23 Jul 2018

Beerhorses: the can-do DIY solar heating solution

From Afternoons, 1:31 pm on 23 July 2018

With a bit of Kiwi ingenuity, two Northlanders with a cold, drafty home turned some old cans into a nearly free-of-charge heating solution.

Terry Johnson and Mel McMinn's DIY solar-heater

Terry Johnson and Mel McMinn's DIY solar-heater Photo: Melanie McMinn

Terry Johnson and his wife Mel McMinn inherited the house Terry’s grandfather built in 1932, but after moving in they noticed the chill

“It’s a house that has always been quite pleasantly cool in summer and absolutely frigidly cold in winter,” Terry says.

“It had awnings over the windows so you didn’t get a lot of heat during the day, it didn’t have a lot of glass. It was a house that was built on a real budget back in the 30s.” 

“Originally it had no insulation whatsoever, then it had some … Batts insulation in the ceiling and extension work had some insulation in the walls. 

“The coldest times in that house would be on a frosty morning in winter, where it would be a sunny day but preceded by ice on the ground … inside the house we were seeing temperatures down to about seven or eight degrees.” 

Terry and Mel decided to improve things. 

“I demolished the awnings so that it opened up more light from the north and I stuck in some insulation under the floor,” he says. 

“I also bought a thermal camera so that I could walk around and see where the worst heat loss was occurring …  getting into walls in an old house is an expensive process if you just rip off all the cladding and so on, so I could go in and be more a surgical strike on the heat vampires.”

'Beerhorse' heater

After looking online at some cheap heating solutions they settled on the idea of a beerhorse, “because of people using beer cans to build them and the power that you get out is about 750 watts which is about one horsepower”.

“It’s sort of like having a one-bar heater running in the house for a few hours for nothing each day.” 

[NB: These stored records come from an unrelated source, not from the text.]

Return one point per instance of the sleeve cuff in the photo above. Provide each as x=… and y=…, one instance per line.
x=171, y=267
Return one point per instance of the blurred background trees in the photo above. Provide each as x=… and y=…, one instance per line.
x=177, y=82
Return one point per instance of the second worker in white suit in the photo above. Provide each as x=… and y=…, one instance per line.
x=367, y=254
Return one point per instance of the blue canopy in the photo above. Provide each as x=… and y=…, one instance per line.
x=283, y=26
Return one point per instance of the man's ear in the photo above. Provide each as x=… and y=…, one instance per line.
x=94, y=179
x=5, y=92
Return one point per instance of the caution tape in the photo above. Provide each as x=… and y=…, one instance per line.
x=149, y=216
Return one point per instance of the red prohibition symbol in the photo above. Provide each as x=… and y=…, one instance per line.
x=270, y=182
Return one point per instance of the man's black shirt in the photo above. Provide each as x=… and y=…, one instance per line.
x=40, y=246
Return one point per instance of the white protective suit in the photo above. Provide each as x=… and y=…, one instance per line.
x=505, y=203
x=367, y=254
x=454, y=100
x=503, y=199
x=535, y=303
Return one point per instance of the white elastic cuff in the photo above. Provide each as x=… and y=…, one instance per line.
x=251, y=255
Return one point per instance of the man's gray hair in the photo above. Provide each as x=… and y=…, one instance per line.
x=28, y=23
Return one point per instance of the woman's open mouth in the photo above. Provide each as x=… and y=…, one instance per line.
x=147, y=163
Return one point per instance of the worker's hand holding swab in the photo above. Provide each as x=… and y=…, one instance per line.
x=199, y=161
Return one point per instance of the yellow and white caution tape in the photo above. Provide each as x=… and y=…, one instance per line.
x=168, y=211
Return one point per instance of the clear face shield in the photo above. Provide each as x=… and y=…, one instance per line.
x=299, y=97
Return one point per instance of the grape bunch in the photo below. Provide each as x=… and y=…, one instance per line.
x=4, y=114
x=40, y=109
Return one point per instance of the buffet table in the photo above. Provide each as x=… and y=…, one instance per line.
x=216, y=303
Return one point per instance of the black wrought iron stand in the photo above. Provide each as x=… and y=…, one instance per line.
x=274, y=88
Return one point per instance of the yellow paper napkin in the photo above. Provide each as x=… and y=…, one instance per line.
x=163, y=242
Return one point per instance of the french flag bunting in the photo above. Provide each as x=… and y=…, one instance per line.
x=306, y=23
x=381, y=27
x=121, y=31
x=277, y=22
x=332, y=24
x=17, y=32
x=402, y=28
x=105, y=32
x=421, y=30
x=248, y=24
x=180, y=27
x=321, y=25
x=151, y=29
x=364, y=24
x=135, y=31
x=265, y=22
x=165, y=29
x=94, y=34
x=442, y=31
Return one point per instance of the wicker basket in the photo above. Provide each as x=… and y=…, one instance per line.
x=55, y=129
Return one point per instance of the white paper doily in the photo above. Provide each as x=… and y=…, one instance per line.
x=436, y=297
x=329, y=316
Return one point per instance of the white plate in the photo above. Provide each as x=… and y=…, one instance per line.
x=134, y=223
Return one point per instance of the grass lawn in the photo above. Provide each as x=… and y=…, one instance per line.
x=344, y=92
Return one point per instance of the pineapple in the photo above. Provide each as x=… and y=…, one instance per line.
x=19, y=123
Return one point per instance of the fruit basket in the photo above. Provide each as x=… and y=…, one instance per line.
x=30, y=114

They collected about 300 cans from the local tip, painted them matte black and mounted them - stacked vertically - on a plywood board. 

Terry Johnson's solar-powered can heater

Terry and Mel collected fizzy drink and beer cans to make the heater.  Photo: Melanie McMinn 2018

“You had a opening at the bottom that would take air from the house at roughly floor level, then the air would enter into these columns of cans, rising up as it warmed up, and then exiting through a vent into the house near the top of the room. 

“What we did was just add a couple of low-power fans - like, computer fans - to just nudge the air through a little bit quicker and then it was coming out of the top vent at about 50 degrees celsius at about one cubic metre per minute, so it was a useful amount of warmth.” 

“I stuck it on the eastern side wall of the house so that it would catch the morning sun and it would just be over the period to just about 11 o’clock in the morning that it was producing useful heat, but that would raise the base [temperature] level of the house during the day. 

The heat pumps in thanks largely to the sun, and if it’s getting too hot in summer the top of the structure can be blocked off

Terry says it costs about $1.50 a year to run the panel, so is a really power-efficient way of heating a space, particularly for large open spaces that don’t get a lot of sun on the inside.*

“You get those kind of buildings and they would be impossibly expensive to heat if you were using electricity or gas, but if you painted one wall black, you put a membrane over it so that you can trap the heat and just have natural convection, there are a lot of people who have heated up that kind of space very effectively for essentially no cost.”

The pair sold the house four years ago and moved to a more modern place when Mel’s health deteriorated, but said the new owner insisted the beerhorse be included in the sale. 

Terry isn’t interested in making a career out of it, but says some companies in Canada are doing it at a commercial scale. 

* This has been corrected from the original which said the panel cost about $1.50 a day to run.